Ever wondered why?
An old Malay legend has it that the island was once the abode of five celestial princesses. Their peaceful existence was shattered one day when one of them fell in love with a sailor, and against all device, eloped. A dreadful curse befell the place, and the island was engulfed by the sea. It later re-emerged. However, unlike every other island around Johor, this one was totally covered in mangroves.
From time to time, people have tried to settle on the island, but without success. Some say it is because the island is the gateway to the spirit world. Whatever the case may be, the island remains uninhabited to the day.
Pulau Kukup measures approximately 647ha, and is surrounded by some 800ha of mudflats. It lies a stone’s throw away from the 150 year-old fishing village of Kukup in Pontian, in an area steeped in history. An important regional trading post at the turn of the century, Kukup is synonymous with tales of vanquished pirates, enterprising early pioneers, an abrupt decline in fortunes that very nearly reduced the place to a ghost town, and its subsequent revival as a modern-day tourist-hub.

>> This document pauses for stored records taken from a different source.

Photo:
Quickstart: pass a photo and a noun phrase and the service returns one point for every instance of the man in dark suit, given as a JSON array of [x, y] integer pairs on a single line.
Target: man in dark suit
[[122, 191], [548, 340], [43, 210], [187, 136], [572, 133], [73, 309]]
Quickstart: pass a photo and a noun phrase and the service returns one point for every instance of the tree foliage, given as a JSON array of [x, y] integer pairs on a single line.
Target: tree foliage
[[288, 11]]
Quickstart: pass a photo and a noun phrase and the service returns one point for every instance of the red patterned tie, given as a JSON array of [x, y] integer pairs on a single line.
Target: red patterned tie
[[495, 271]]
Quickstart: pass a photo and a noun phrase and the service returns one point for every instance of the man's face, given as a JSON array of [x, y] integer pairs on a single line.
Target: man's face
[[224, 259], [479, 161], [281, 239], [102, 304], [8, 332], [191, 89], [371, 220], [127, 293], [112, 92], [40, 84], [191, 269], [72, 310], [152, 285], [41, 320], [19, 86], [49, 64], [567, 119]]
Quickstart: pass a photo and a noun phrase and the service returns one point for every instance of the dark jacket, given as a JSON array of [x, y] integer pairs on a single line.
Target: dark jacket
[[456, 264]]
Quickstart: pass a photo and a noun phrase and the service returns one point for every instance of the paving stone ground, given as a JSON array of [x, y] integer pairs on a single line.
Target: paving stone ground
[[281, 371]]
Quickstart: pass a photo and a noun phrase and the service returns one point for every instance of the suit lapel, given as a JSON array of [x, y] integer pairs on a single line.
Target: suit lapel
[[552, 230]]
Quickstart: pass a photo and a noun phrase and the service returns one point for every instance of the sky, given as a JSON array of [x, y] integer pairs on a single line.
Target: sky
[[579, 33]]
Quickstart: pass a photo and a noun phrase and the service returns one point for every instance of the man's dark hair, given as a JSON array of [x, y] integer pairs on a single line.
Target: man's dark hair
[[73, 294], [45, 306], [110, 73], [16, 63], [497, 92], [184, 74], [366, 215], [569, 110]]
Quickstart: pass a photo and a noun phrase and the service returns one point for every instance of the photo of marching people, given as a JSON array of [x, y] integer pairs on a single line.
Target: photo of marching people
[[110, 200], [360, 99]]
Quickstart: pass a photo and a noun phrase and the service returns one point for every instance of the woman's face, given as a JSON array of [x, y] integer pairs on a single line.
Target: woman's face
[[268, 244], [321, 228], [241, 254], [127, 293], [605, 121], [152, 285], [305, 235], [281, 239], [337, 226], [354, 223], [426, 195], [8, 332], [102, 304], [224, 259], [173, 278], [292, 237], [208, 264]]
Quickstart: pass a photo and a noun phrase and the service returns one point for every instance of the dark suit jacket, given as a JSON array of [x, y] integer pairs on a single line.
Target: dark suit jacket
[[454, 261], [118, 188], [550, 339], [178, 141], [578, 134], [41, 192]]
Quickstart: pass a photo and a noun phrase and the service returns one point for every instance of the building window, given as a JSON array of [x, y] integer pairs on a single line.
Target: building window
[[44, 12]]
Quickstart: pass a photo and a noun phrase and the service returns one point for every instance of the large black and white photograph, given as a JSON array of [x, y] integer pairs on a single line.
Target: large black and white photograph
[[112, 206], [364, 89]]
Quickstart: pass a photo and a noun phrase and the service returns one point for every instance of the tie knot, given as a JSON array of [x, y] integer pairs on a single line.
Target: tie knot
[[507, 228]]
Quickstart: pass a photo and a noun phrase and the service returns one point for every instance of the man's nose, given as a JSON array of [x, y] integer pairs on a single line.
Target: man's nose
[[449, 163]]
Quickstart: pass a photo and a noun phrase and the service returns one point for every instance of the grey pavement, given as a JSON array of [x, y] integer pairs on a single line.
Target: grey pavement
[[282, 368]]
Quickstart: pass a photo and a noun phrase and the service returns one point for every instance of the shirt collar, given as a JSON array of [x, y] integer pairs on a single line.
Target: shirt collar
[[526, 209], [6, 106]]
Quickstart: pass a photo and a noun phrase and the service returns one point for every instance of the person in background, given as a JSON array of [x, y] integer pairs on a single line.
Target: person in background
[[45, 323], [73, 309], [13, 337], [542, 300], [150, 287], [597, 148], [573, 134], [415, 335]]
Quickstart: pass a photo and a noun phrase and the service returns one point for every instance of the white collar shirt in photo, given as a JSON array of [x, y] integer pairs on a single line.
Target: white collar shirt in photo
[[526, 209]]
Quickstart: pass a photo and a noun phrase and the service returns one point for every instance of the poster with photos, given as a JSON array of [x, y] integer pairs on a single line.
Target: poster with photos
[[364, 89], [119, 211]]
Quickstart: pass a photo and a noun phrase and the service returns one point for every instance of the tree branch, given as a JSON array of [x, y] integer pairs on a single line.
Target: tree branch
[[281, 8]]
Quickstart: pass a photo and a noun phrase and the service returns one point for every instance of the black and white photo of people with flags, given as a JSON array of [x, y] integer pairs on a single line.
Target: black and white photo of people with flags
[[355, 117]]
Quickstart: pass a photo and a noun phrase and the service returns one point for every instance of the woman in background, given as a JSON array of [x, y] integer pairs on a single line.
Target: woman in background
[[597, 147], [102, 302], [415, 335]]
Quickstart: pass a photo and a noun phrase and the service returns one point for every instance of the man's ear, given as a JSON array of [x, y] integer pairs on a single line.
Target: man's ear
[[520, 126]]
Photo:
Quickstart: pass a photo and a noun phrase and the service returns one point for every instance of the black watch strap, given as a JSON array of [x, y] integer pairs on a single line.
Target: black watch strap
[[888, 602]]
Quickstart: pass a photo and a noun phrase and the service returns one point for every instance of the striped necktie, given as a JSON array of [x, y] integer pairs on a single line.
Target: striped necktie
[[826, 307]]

The island shelters an extraordinary array of wetland-associated plant and animal life.And this is where the patient eye and a quiet mind are key. Concealed by the dense foliage, the residential birds would rather be heard than seen, their timeless call echoing though the woods. The abundant vegetation is a magnet for many kind of creatures, from the playful mudskipper and the industrious crab, to the wild boar and her litter. If you are lucky enough to be at the right place at the right time, you know what miraculous encounter may unfold.
The scenery can be quite lovely too. The Five-storey airy offers visitors a bird’s eye view of the island, one can appreciate the rustic beauty of Pulau Kukup on the mainland. Pulau Kukup status as a remote hinterland changed in the 1990’s,when scientists began focusing on island’s rich biodiversity and unique ecological characteristics.In the interest of preserving this unique habitat,Pulau Kukup was gazetted a national park in March 1997.
In January 2003, this special island was granted the status of a ’Wetland of International Importance’ or Ramsar Site, by the Geneva-based Ramsar Convention Bureau.
THE JOHOR NATIONAL PARKS CORPORATION is the proud guardian of this extraordinary legacy.